There are a couple outcomes of these ratings, but essentially they are useful for predicting what is going to happen when two rated teams compete. Those predictions can be used to flight tournaments, choose proper league brackets, or as a fun prediction for how an upcoming weekend may be expected to play out. Now these predictions are never going to be 100% accurate (right every time), or 0% accurate (wrong every time); but the better the data, and the better the algorithm, the better quality the predictions can be. For definitions, Mark uses "predictive power" to state these same concepts. 0% predictive power means a coin flip (getting no better than 50% correct). 100% predictive power = god. You can convert predictiveness to the % of results correctly predicted by dividing by 2 and adding 50%. So 70% predictive power would translate to getting 85% of predictions correct. In all of these trials correct is defined as picking the correct winner, for games that result in a winner. If the wrong winner is chosen, it's a failure. Tie game results are excluded from these predictivity results.
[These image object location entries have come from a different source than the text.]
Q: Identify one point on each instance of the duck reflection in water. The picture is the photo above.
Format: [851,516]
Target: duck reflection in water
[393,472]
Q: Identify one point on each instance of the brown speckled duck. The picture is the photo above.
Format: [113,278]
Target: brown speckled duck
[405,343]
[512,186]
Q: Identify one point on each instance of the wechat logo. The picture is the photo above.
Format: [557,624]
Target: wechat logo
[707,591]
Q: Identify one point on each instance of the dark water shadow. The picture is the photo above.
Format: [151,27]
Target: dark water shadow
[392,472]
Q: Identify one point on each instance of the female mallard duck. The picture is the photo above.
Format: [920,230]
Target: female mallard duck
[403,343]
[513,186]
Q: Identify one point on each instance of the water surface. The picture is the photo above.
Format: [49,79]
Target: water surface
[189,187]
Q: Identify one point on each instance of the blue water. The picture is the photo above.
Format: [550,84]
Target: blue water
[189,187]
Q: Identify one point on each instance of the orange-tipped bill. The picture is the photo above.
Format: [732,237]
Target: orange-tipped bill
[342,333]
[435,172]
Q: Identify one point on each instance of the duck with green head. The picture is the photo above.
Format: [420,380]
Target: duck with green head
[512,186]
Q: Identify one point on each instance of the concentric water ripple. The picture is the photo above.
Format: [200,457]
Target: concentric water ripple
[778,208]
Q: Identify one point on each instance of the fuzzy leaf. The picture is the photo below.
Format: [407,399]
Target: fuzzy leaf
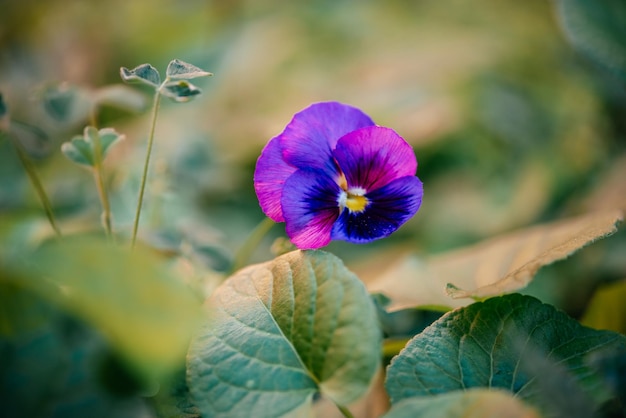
[180,91]
[178,69]
[472,403]
[281,331]
[500,265]
[514,343]
[81,149]
[145,73]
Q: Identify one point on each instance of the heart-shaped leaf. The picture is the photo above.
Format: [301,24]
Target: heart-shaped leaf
[472,403]
[514,343]
[82,149]
[180,91]
[144,73]
[281,331]
[500,265]
[178,69]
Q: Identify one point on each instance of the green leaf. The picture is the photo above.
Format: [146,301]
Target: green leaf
[281,331]
[512,342]
[81,149]
[499,265]
[178,69]
[598,30]
[130,297]
[607,309]
[180,91]
[60,101]
[145,73]
[472,403]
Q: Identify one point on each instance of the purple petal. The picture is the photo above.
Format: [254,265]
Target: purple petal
[388,208]
[374,156]
[310,208]
[309,138]
[269,176]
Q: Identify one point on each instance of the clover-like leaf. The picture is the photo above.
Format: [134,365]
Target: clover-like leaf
[178,69]
[514,343]
[82,149]
[493,267]
[144,73]
[180,91]
[472,403]
[281,331]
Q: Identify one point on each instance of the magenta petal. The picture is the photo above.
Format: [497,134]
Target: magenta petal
[269,176]
[374,156]
[389,207]
[309,138]
[310,208]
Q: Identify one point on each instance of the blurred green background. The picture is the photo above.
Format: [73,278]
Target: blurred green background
[511,124]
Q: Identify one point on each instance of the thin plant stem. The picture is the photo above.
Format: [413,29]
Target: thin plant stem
[144,176]
[36,182]
[253,240]
[104,200]
[98,177]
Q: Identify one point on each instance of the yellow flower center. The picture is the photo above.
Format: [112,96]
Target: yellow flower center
[356,203]
[352,198]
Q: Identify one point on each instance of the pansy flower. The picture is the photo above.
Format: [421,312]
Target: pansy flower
[333,174]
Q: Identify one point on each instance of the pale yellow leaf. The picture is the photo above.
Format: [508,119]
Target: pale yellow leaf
[493,267]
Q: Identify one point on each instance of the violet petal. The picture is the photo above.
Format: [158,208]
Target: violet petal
[269,176]
[309,203]
[374,156]
[308,140]
[389,207]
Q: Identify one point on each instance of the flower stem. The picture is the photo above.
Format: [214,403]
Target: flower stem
[144,176]
[253,240]
[36,182]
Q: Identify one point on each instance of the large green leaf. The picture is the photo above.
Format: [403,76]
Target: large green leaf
[281,331]
[144,312]
[598,29]
[472,403]
[514,343]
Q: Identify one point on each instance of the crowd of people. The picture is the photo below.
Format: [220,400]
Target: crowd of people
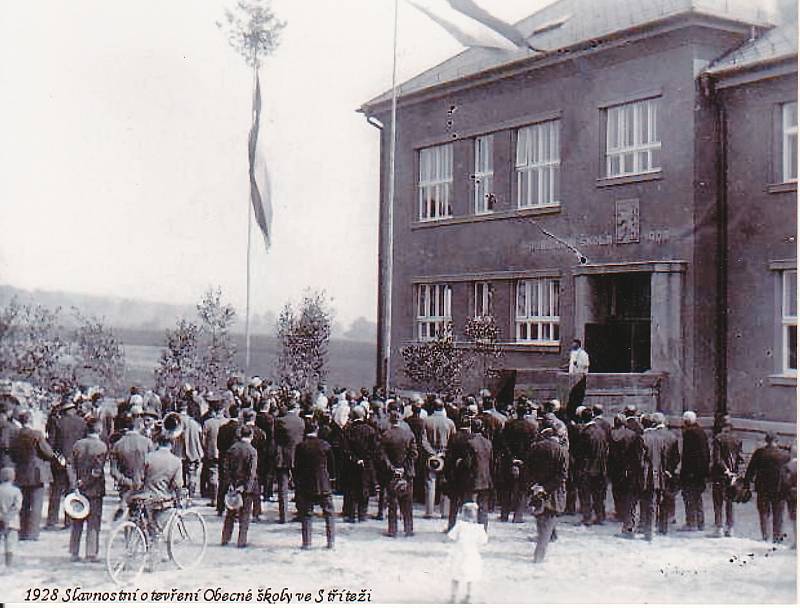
[252,443]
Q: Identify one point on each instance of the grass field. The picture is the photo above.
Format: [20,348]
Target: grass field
[350,363]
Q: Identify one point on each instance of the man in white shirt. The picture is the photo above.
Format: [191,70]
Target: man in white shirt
[578,369]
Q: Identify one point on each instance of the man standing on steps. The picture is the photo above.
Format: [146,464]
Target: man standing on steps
[398,454]
[241,474]
[288,433]
[313,462]
[578,370]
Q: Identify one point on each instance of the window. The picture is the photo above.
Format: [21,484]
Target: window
[789,321]
[433,310]
[632,141]
[538,164]
[484,173]
[537,317]
[789,129]
[435,182]
[483,299]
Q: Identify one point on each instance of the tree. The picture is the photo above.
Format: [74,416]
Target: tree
[253,30]
[180,360]
[217,351]
[304,336]
[31,345]
[98,354]
[436,365]
[484,335]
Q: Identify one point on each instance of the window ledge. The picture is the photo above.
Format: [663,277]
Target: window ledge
[782,187]
[492,215]
[604,182]
[783,380]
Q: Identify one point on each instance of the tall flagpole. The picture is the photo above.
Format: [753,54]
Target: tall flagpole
[249,242]
[390,210]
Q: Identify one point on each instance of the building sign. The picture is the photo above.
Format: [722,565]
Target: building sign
[627,221]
With this setup, predictivity of the app isn't an estimate or a guess - it's a specific number that can be calculated as often as desired. Run through all the stored games in the database right now, and compare the predicted results using the comparative ratings, and the actual game results, and divide the correct predictions over all of the games being predicted, and 1 number gets spit out. Turns out this number, as of today, is 66.7% predictive over all games, which translates into picking the correct winner of the soccer game 83.35% of the time. So as expected, it's way better than a coin flip, and will pick the right winner about 5 out of 6 times. This predictive number is a validation that the ratings derived from the algorithm themselves have a certain level of accuracy. If the ratings were wildly inaccurate, the predictive number would trend to 0%; if the ratings were supernatural, the predictive number would trend to 100%. But by any measure, the real, provable, actual predictivity number is pretty darned good (and better than a well known other ranking system by more than 50 points, it's insane). For any skeptics that doubt that youth soccer can be ranked/rated, or even skeptics of this particular algorithm / ranking system, the predictivity number is what mathematically shows the expected probability - and it's an admirable number.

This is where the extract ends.